Renfrewshire showcases its unique heritage buildings as doors open for the weekend
Thousands of families and heritage lovers from across the West of Scotland visited Renfrewshire at the weekend for Doors Open Day.
Popular heritage buildings – such as Thomas Coats Memorial Church, Paisley Abbey and Sma’ Shot weavers’ cottages saw hundreds of visitors come through their doors.
Visitors took the opportunity to see inside Tannahill’s cottage – famous as the home of Paisley’s son Robert Tannahill – and watch as the only remaining fully operational bridge of its kind - the Inchinnan Bascule Bridge, designed by Sir William Arrol - lift up at Renfrew.
Paisley’s ambitions to be UK City of Culture 2021 featured in an exciting Yarn Storming inside Paisley Abbey as part of PaisleyMake – a design showcase supporting Paisley’s exceptional textile history and reconnecting the Paisley Pattern – the town’s global brand - back with the town.
History lovers popped into Johnstone to see the UK’s only museum in a supermarket – Johnstone History Museum sits inside Morrisons – and over to Paisley to visit Paisley Thread Mill Museum, which sits inside Mile End Mill, Abbey Mill Business Centre.
Renfrewshire’s Provost Anne Hall and members of the public also took part in a charity zip slide to raise much needed funds for four Renfrewshire charities – Renfrewshire Carers Centre, RAMH (Recovery Across Mental Health) and two hospices – Accord and St Vincent’s.
More than 50 buildings and locations took part in Doors Open Day in Renfrewshire, which is part of an exciting calendar of events for the area that supports Paisley’s bid to be UK City of Culture 2021.
The area’s rich heritage and vibrant cultural scene, at the heart of local communities, is a key component of Paisley’s bid.
Provost Hall said: “Doors Open Day is always a fantastic event that many people enjoy and this year was no different. Renfrewshire has a wealth of heritage buildings and hidden gems and people love getting inside to see them.
“Paisley Abbey also featured three special workshops as part of PaisleyMake, with the public making corsages, origami and yarn storming the Paisley 2021 logo.
“Brave members of the public also joined me for a charity zip slide in East End Park, which will raise much-needed funds for my four chosen charities. I really enjoyed my first zip slide and it was great that it took place as part of Doors Open Day.

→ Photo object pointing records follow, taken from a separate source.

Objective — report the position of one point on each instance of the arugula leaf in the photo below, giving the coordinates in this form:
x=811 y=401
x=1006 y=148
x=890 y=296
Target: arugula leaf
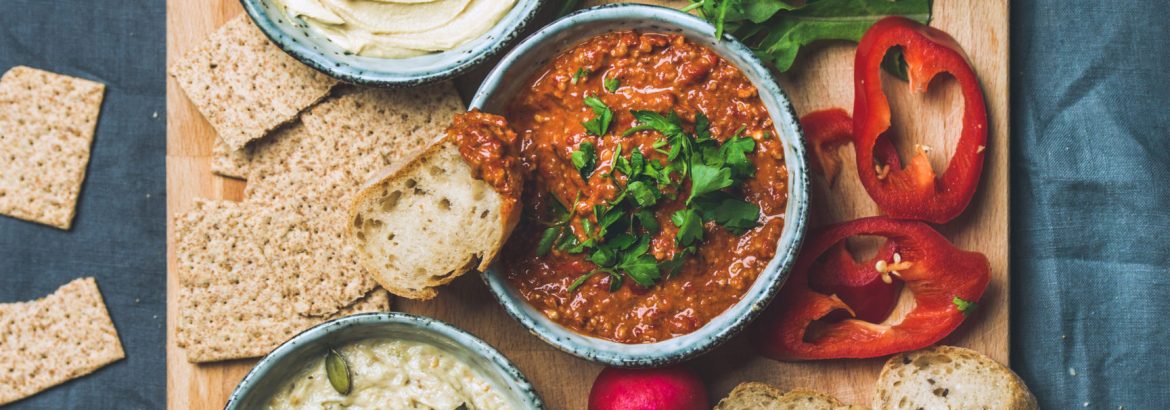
x=584 y=159
x=546 y=239
x=707 y=178
x=736 y=216
x=777 y=31
x=611 y=84
x=580 y=74
x=690 y=226
x=603 y=115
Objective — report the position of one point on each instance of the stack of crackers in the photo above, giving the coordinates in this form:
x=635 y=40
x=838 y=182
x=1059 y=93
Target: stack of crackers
x=253 y=274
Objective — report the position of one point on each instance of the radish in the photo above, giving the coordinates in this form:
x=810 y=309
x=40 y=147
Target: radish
x=673 y=388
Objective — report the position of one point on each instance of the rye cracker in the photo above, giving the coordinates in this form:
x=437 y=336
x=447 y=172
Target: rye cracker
x=232 y=260
x=245 y=86
x=47 y=123
x=49 y=341
x=317 y=171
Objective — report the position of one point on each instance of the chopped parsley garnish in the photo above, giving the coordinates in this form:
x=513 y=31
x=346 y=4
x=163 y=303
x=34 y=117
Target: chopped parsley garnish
x=580 y=74
x=603 y=115
x=585 y=159
x=611 y=84
x=617 y=237
x=963 y=306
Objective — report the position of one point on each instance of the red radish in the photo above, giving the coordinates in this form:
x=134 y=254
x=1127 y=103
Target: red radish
x=673 y=388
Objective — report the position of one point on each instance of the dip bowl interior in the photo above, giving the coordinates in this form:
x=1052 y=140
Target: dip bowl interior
x=513 y=74
x=301 y=41
x=287 y=360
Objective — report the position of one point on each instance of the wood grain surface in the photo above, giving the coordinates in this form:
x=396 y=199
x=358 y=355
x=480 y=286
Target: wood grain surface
x=821 y=79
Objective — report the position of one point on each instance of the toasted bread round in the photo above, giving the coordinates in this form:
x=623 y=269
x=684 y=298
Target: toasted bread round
x=427 y=220
x=751 y=395
x=949 y=377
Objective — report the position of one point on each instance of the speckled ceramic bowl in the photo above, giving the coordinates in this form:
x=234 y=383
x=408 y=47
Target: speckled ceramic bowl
x=296 y=39
x=275 y=369
x=532 y=54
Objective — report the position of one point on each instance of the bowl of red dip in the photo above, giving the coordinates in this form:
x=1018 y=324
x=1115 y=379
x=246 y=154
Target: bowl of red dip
x=665 y=185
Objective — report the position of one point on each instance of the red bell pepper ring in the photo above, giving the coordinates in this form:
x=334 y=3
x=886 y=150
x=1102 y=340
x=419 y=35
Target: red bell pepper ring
x=859 y=285
x=942 y=279
x=827 y=130
x=915 y=192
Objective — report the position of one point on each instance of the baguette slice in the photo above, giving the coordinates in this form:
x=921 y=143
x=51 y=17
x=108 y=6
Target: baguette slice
x=749 y=396
x=949 y=377
x=426 y=220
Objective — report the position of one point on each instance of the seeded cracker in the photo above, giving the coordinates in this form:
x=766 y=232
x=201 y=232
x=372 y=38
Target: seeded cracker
x=232 y=259
x=47 y=124
x=245 y=86
x=52 y=340
x=317 y=172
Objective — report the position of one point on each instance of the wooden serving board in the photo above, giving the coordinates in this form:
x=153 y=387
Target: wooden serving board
x=823 y=79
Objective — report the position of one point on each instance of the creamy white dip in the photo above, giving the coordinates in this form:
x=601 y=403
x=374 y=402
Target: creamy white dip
x=392 y=374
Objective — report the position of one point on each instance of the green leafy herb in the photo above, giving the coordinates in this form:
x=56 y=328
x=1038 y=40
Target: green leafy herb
x=600 y=123
x=963 y=306
x=777 y=29
x=611 y=84
x=584 y=159
x=580 y=74
x=337 y=370
x=690 y=226
x=707 y=178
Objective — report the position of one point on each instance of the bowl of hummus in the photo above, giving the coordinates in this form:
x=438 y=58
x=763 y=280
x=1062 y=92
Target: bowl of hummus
x=384 y=361
x=392 y=42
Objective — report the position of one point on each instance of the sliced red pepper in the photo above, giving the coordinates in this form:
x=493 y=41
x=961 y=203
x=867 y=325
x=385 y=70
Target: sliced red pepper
x=915 y=192
x=936 y=273
x=826 y=130
x=859 y=285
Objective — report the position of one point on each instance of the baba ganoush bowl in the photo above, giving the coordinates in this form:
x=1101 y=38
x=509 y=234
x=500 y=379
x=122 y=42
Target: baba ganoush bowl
x=289 y=360
x=529 y=59
x=310 y=47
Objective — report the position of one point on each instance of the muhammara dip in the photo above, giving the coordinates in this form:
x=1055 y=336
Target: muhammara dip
x=398 y=28
x=391 y=374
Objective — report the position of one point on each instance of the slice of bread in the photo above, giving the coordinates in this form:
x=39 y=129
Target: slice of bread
x=426 y=220
x=949 y=377
x=750 y=396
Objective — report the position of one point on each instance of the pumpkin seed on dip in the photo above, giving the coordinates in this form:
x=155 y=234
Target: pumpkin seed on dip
x=387 y=374
x=398 y=28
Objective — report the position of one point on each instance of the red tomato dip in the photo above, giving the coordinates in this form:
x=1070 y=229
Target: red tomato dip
x=631 y=70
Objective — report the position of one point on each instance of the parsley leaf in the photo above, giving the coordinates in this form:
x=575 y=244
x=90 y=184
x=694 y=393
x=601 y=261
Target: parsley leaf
x=611 y=84
x=963 y=306
x=707 y=178
x=585 y=159
x=603 y=115
x=690 y=226
x=580 y=74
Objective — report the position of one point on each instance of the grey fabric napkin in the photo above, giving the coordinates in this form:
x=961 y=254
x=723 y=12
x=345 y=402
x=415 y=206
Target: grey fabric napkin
x=119 y=232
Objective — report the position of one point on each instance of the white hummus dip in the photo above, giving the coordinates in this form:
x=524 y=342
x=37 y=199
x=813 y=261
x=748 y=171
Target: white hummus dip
x=398 y=28
x=392 y=374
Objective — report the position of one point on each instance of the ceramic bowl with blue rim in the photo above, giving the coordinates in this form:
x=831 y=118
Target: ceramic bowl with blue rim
x=289 y=359
x=301 y=41
x=509 y=77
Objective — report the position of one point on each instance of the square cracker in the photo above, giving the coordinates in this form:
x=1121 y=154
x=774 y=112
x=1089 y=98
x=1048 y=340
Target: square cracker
x=232 y=260
x=317 y=169
x=47 y=123
x=245 y=86
x=55 y=339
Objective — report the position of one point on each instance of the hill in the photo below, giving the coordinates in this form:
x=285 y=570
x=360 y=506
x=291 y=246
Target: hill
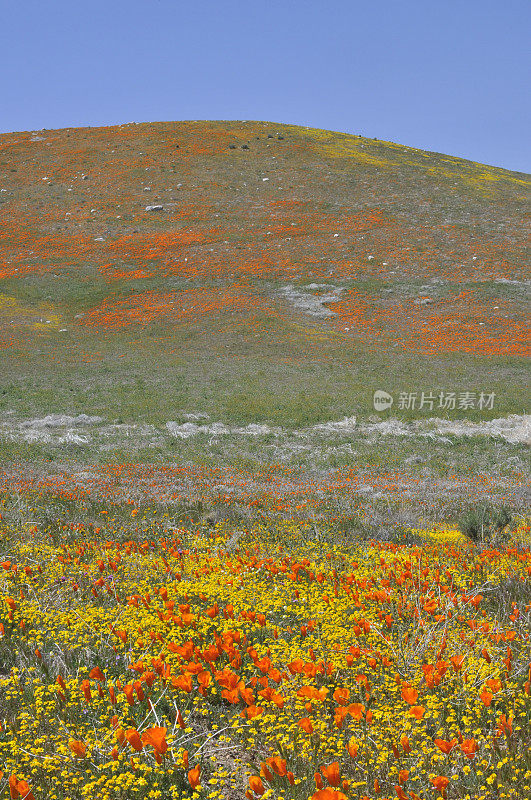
x=224 y=276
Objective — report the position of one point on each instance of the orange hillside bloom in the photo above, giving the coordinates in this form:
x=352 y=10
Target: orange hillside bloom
x=78 y=748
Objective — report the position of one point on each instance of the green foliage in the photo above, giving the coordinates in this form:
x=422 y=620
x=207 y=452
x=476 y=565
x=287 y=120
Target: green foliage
x=483 y=523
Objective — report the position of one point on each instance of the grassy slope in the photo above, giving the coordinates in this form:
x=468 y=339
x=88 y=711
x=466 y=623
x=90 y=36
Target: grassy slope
x=409 y=224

“Renfrewshire’s unique features also proved popular among visitors, with three new buildings – Paisley Ambulance Station, St Machar’s Ranfurly Church and Erskine Community Allotments – also opening their doors at the weekend.
“We are fortunate to have examples of brilliant architecture and innovative venues across the area. Renfrewshire should be proud of its heritage and cultural offering, and Doors Open Day does a wonderful job of showcasing why the Paisley’s bid for UK City of Culture 2021 is so strong.”
Paisley’s bid is taking place as part of a wider push to transform the town’s future using its unique cultural and heritage offering as the home of the Paisley Pattern and the one-time centre of the global textile industry.
Bids are expected to be lodged with the UK Government’s Department for Culture, Media and Sport in spring 2017.